If you are a fan of the unbreakable SIGSALY - you will definitely find the article (linked below) by scientist/inventor Jon D. Paul very interesting. After 20 years of researching digital technology and digital media, especially the SIGSALY, Mr. Paul explored the process of recreating a key component of the SIGSALY - the quantizer, using vintage parts. SIGSALY scrambled voices using a one-time random digital encryption key, but before the digital key could be applied, the quantizer converted the speaker's voice from analog to digital.

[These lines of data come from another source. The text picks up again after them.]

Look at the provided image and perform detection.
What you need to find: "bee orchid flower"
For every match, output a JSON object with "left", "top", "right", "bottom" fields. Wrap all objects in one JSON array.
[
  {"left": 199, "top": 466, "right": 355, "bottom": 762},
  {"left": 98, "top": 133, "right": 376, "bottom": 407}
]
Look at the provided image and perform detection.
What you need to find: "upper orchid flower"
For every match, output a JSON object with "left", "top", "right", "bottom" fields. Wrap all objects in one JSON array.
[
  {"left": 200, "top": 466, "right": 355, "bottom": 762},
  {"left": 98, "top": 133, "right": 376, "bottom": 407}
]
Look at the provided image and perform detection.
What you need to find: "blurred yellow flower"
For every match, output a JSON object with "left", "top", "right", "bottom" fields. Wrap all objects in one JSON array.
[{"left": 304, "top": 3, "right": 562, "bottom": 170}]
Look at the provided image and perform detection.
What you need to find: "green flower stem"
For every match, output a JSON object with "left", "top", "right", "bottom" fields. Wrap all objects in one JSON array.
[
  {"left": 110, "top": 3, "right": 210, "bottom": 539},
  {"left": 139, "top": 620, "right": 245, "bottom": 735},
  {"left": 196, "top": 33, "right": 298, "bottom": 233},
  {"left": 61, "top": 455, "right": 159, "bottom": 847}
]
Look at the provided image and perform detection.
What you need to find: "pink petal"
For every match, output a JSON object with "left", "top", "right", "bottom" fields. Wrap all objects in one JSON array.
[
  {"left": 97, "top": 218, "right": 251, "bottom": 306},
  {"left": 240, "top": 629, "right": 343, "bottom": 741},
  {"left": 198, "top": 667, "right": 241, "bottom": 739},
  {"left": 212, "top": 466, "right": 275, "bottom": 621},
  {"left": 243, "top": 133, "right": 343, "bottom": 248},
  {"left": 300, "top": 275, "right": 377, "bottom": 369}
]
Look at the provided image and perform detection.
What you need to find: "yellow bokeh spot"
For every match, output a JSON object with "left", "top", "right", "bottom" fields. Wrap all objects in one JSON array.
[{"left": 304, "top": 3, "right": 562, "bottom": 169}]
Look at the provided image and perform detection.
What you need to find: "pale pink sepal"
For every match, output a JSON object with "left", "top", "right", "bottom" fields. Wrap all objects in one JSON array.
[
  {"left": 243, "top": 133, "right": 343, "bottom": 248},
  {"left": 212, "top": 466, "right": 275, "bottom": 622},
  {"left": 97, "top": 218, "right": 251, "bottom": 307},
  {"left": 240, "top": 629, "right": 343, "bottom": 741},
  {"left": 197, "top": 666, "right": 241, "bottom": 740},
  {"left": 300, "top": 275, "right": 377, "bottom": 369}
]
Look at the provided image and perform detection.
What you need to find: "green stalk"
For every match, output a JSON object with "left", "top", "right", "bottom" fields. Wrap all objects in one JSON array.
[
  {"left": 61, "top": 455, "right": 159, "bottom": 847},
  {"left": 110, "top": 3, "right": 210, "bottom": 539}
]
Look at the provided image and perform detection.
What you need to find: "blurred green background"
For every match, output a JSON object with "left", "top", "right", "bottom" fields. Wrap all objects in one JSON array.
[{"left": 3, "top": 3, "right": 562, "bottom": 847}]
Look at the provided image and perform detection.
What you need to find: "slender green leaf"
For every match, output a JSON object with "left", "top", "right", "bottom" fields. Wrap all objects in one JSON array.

*Thank you to our friends on Twitter for alerting us to this excellent article!

About the Author
Jon D. Paul has been an EE and inventor since 1968, focusing on real-time signal processing, audio, cinema, telecommunications, and power conversion. He is an expert on cipher machines, speech encryption, and the history of technology. Paul is a member of the Association des Réservistes du Chiffre et de la Sécurité de l’Information (Association of Reservists of the Ciphers and Security of Information), frequently contributing to museum exhibitions and technical conferences in France.

The beginning of the article is included below. Please read the full article online via spectrum.ieee.org where you can also see photos and diagrams provided by Mr. Paul.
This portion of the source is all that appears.